The “compact” MIT was invited to sign, along with eight other universities, is flawed, to put it mildly. Setting aside the issue of conditioning “priority for grants” on compliance with the Trump administration’s agenda, the compact is incompatible with free speech principles, despite at some points paying lip-service to them. The compact’s proposal to “freez[e] the effective tuition rates charged to American students for the next five years” might well have regressive effects, reducing the amount of support that universities can offer students most in need. And so on – no doubt every flaw will be painstakingly enumerated in this special issue of the FNL.
Still, the compact does recognize some real problems. Americans have amassed a staggering amount of student debt (although MIT students are fortunate exceptions). Even worse, this financial strain is sometimes imposed by universities that do not prepare students to succeed in the labor market. Grade inflation is rampant at Harvard and elsewhere. Unclear and poorly motivated notions of “diversity” have long been deployed in admissions and hiring. University presidents often signal support for fashionable causes, forgetting that the university “is not itself the critic.” In some parts of the academy there is a stifling political and intellectual monoculture, leading to mediocre research. Academic freedom and free expression on college campuses are nowhere near as healthy as they should be; self-censorship is reportedly common among both students and faculty.
The compact as drafted should not be signed. Among the MIT faculty, that is probably uncontroversial. The important question is whether MIT’s response should be constructive or dismissive. Should we reject the very idea of a compact and repel any attempts at reform?

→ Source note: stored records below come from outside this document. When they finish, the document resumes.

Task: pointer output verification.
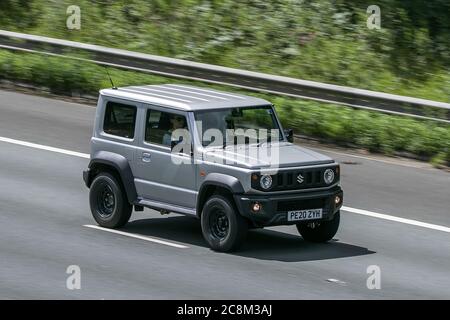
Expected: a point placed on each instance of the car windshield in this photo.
(234, 126)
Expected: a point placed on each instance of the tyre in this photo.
(224, 229)
(320, 231)
(109, 205)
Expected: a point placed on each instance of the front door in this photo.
(160, 174)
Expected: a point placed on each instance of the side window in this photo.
(120, 120)
(160, 125)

Pulling up the drawbridge and threatening interlopers with boiling oil implies that they have no reasonable concerns: that inside the ivory tower, all is well. But it is obvious to many people, both inside and outside universities, that there is much room for improvement and innovation. Recent years have seen the founding of Heterodox Academy, the Academic Freedom Alliance, the Council on Academic Freedom at Harvard, and MIT’s own Council on Academic Freedom, among others. These organizations were formed in response to disturbing trends on campuses. And universities cannot count on a majority of the public to support a refusal to engage, or to be outraged by the government’s demands: One survey found that six in ten Americans think that “the higher education system is going in the wrong direction.” If MIT pulls up the drawbridge, that will only reinforce the perception that the Institute is complacent about its own shortcomings.

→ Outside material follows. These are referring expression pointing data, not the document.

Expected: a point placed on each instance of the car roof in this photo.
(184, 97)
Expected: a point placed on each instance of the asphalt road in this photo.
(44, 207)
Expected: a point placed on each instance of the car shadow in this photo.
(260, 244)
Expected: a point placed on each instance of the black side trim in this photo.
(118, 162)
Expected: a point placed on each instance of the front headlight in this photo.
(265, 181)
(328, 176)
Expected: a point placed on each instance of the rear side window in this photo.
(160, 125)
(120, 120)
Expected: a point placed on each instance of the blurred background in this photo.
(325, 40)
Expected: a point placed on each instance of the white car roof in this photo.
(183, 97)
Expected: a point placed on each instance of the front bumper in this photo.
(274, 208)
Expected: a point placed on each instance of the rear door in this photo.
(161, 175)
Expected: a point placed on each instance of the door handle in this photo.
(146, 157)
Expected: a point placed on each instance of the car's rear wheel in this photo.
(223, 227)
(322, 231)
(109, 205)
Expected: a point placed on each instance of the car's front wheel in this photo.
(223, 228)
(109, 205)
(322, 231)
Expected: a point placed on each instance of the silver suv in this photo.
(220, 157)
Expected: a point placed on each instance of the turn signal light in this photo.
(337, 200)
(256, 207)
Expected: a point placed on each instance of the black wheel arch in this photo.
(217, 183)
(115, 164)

MIT and other American universities already operate under an agreement with the federal government, and by extension with the American public that the government represents. Under that agreement, federal funds flow to universities – in the form of grants, student loans, etc. – if in return universities adopt certain policies and provide certain benefits to the public. The policies tend to be those demanded by justice – universities are not to engage, for example, in wrongful discrimination. Less salient to the conversation are the already-existing obligations universities have to benefit the public, obligations that go beyond “provide a high-quality education.” Land grant universities, for example, are required to provide education, and produce research, of a particular kind – in the agricultural sciences. This is not seen (nor should it be) as tyrannical interference with the operations of those universities. A president of a land-grant university who said their school intended to get out of the business of agriculture research, but was still entitled to all the federal funds it had been receiving, would have misunderstood the compact under which they were operating.

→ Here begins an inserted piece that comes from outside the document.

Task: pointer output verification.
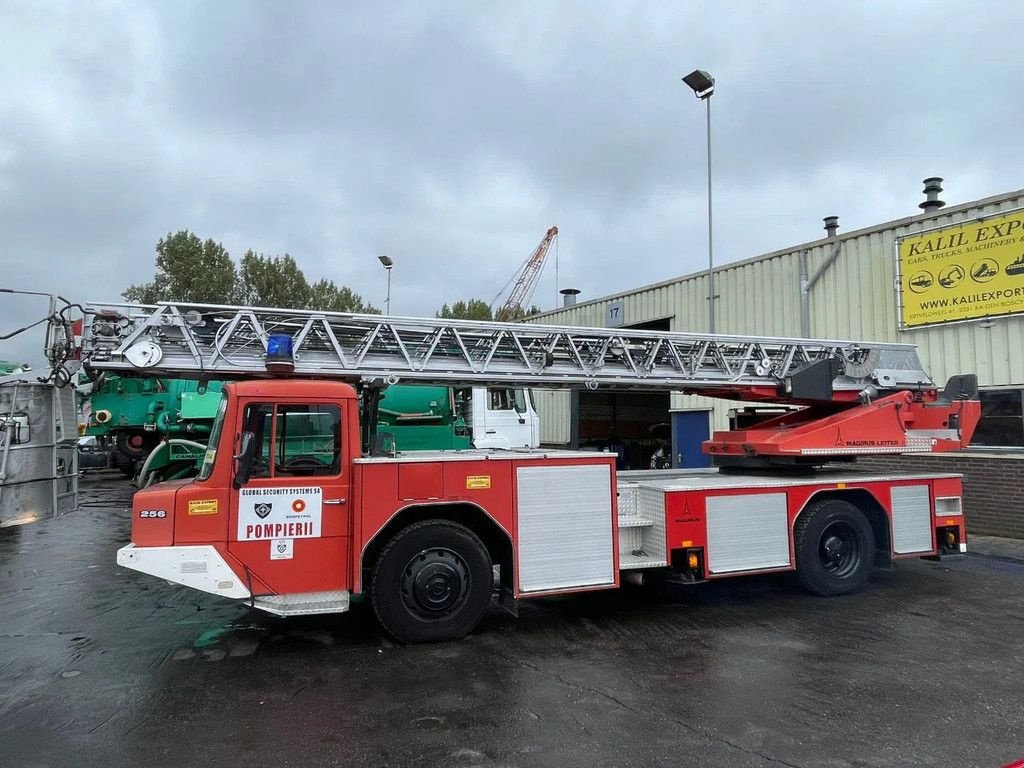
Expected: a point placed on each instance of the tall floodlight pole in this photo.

In 1945, Vannevar Bush, former Vice President of MIT and Dean of the School of Engineering, wrote a report for President Franklin D. Roosevelt, Science: The Endless Frontier. That report was the blueprint for the extraordinarily productive post-war partnership between the American state and its research universities. But it has been 80 years since that report, and in that time, universities, and the world around them, have been transformed. Among other things, the cost of research and teaching, the path for the commercialization of science, and the international competition for talent, have changed dramatically. Thus revisiting and revising that partnership now is an excellent idea.
Harvard’s Danielle Allen has argued that the compact “introduces a chance to establish a much-needed fresh relationship between America and higher education.” In effect, an invitation to take a leading role in this effort has dropped into MIT’s lap. One of the compact’s initial architects has suggested that it is an opening bid, which “remains subject to further input and discussion, including from campus leaders.” President Kornbluth should lead now, as Professor Bush led before. A coalition of all or some of the universities asked to sign the compact could frame a new compact, with no compromises to academic freedom or other fundamental principles, but which would help restore public trust. The executive and legislative branches would both be involved, with the ambition of producing bipartisan support for amendments to the Higher Education Act (last amended, as Allen points out, in 2008).
This is a moment for MIT to seize the initiative, to the potential advantage of higher education and the country. Naturally such an effort could easily fail. But as the President – Trump, not Kornbluth – has advised, “if you’re going to be thinking anything, you might as well think big.”